Employer [Newport News] asserts, and the Director does not dispute, that Employer was unaware of critical informa tion concerning Claimant's [Dillard] prior back injuries before referral of the matter to the Office of Administrative Law Judges for discovery and hearing . . . . Therefore, I find that the absolute defense is not available to the Director to defeat the Employer's section 8(f) claim as it relates to pre existing back injuries.*

16

The ALJ's conclusion that Newport News was unaware of critical information, however, is not tantamount to a finding under § 8(f) that Newport News could not have reasonably anticipated Dillard's back condition as a ground for relief. Because the ALJ did not credit the absolute defense in the first place, he did not consider whether Newport News "could not have reasonably anticipated the liability of the special fund" based upon the evidence including medical reports that it possessed regarding Dillard's back injury at the time it filed the § 8(f) claim with the district director. In fact, the ALJ's opinion does not mention the language of § 8(f)(3) at all.

17

On appeal, the Review Board affirmed the ALJ's ruling.
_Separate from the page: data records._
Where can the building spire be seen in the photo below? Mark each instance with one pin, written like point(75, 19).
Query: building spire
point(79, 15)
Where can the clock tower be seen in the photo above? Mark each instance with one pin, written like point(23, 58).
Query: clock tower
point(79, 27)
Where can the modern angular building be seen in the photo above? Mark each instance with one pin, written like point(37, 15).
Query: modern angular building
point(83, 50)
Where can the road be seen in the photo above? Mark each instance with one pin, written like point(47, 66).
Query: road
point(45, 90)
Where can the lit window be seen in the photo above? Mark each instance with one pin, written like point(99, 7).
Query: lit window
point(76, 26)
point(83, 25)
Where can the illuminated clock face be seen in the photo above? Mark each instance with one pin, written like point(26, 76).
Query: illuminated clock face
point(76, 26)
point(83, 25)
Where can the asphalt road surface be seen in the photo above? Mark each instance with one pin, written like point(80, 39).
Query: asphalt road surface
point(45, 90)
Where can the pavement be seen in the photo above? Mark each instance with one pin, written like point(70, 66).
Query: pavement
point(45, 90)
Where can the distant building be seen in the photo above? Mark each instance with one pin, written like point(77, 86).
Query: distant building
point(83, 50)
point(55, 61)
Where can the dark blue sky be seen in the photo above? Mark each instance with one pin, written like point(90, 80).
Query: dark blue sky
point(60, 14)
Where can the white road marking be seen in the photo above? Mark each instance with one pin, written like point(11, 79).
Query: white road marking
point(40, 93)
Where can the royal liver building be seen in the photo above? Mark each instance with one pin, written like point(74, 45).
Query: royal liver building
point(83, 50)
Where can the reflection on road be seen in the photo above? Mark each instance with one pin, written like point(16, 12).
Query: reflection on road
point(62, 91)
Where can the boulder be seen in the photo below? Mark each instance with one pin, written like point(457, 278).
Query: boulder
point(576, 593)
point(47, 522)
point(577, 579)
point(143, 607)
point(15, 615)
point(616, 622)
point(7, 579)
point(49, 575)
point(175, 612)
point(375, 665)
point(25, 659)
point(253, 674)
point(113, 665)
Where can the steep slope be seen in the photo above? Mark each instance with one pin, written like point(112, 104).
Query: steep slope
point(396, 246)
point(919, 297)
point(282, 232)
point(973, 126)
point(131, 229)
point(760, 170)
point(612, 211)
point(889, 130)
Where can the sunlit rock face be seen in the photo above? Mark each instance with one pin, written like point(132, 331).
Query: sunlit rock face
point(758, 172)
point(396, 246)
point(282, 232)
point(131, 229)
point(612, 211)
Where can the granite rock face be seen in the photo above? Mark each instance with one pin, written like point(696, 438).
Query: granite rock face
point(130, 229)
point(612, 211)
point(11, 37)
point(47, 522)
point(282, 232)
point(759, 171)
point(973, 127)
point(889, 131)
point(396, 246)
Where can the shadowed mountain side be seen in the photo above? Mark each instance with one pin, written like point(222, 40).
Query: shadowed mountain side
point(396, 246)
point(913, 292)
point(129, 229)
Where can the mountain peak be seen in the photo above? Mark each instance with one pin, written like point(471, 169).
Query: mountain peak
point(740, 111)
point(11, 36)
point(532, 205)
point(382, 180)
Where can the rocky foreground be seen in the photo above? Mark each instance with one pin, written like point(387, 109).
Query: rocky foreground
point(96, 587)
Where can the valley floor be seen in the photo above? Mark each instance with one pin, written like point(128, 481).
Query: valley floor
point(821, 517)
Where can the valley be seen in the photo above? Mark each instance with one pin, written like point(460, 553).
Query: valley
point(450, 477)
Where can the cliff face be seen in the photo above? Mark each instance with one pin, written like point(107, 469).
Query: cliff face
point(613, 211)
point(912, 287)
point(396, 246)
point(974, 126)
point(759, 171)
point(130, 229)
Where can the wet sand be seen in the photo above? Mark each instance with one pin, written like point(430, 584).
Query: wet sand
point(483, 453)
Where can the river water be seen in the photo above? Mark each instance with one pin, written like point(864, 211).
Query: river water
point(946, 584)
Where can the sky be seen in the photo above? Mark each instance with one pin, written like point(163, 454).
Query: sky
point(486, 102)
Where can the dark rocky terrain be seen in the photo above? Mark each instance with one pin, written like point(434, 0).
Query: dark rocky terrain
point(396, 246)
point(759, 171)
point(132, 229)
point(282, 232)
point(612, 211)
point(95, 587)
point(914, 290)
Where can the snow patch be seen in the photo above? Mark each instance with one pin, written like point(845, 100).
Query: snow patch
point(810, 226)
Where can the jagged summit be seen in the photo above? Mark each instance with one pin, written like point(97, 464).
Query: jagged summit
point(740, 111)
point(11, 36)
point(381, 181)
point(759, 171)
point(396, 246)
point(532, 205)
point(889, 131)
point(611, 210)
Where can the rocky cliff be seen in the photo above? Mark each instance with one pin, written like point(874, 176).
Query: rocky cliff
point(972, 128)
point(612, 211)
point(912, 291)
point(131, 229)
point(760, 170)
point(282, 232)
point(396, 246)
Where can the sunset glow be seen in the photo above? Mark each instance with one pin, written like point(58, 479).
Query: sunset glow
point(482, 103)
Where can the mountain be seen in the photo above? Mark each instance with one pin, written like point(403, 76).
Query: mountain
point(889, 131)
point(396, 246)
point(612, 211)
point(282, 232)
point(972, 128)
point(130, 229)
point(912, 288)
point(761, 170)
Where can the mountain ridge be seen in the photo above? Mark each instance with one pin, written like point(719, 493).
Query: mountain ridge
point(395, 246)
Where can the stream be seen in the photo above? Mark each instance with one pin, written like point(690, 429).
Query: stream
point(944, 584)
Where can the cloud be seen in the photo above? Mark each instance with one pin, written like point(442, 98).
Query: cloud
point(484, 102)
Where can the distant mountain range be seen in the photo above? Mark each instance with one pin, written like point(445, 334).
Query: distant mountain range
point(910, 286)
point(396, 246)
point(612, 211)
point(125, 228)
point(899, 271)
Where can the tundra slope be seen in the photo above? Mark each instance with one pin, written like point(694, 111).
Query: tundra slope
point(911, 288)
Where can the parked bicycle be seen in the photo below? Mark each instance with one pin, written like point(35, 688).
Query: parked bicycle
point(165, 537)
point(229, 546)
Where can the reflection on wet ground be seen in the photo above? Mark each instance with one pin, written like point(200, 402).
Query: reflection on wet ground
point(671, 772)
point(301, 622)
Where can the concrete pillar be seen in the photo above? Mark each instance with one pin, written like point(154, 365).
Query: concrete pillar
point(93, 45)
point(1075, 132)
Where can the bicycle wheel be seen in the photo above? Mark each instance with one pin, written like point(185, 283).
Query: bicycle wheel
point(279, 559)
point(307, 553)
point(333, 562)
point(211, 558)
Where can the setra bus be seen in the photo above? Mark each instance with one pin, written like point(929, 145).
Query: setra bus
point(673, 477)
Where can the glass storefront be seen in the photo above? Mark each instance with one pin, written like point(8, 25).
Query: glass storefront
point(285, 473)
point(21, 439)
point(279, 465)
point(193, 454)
In its opinion, the Review Board stated:

18

The administrative law judge in effect found that the employer's claim for Section 8(f) relief based in claimant's pre-existing back injuries was not barred pursuant to Section 8(f)(3) because the employer could not have reasonably anticipated the liability of the Special Fund with regard to these injuries because it was unaware of critical information concerning claimant's prior back injuries prior to referral of the case to the Office of Administrative Law Judges.

19

By the statement just above, the Review Board attributed findings to the ALJ that the ALJ himself never made regarding Newport News' claim. In denying the Director's assertion of the absolute defense the ALJ failed to consider whether Newport News could have reasonably anticipated the special fund's liability; an issue that arises once the ALJ reaches the initial conclusion that the absolute defense applies. Whatever its powers on review, the Board cannot supply in lieu of what the ALJ did not find, what he intended to find, or what he "in effect" found, rather it must deal with stated findings or the absence thereof.

20

Because the ALJ denied the Director's absolute defense, he never made the required finding as to whether Newport News could have reasonably anticipated the liability of the special fund as to Dillard's back injury. Therefore, we must remand as "[o]nly an ALJ has the power to make the factual findings, assess the credibility of the relevant witnesses, and resolve any inconsistencies in the evidence necessary to determine if Newport News demonstrated that it could not have reasonably anticipated the late-asserted ground for § 8(f) relief at the time the company initially filed its application with the district director." Newport News, 134 F.3d at 1246.

21

Because the ALJ failed to credit the Director's assertion of the absolute defense in § 8(f)(3), and the Review Board affirmed without the necessary factual findings before it, we grant the petition for review, vacate the order reviewed, and remand this case to the Board for further proceedings consistent with this opinion.

22

PETITION GRANTED AND CASE REMANDED WITH INSTRUCTIONS

Notes:

*

The ALJ relied on Elliott v. Newport News Shipbuilding and Dry Dock Co., 29 BRBS 31 (ALJ)(1994) in deciding that Newport News could add a new ground for relief. We subsequently reversed the Elliott decision in Newport News, 134 F.3d at 1245 as discussed above. Our decision in Newport News had not yet been published at the time of the ALJ's decision to deny the absolute defense.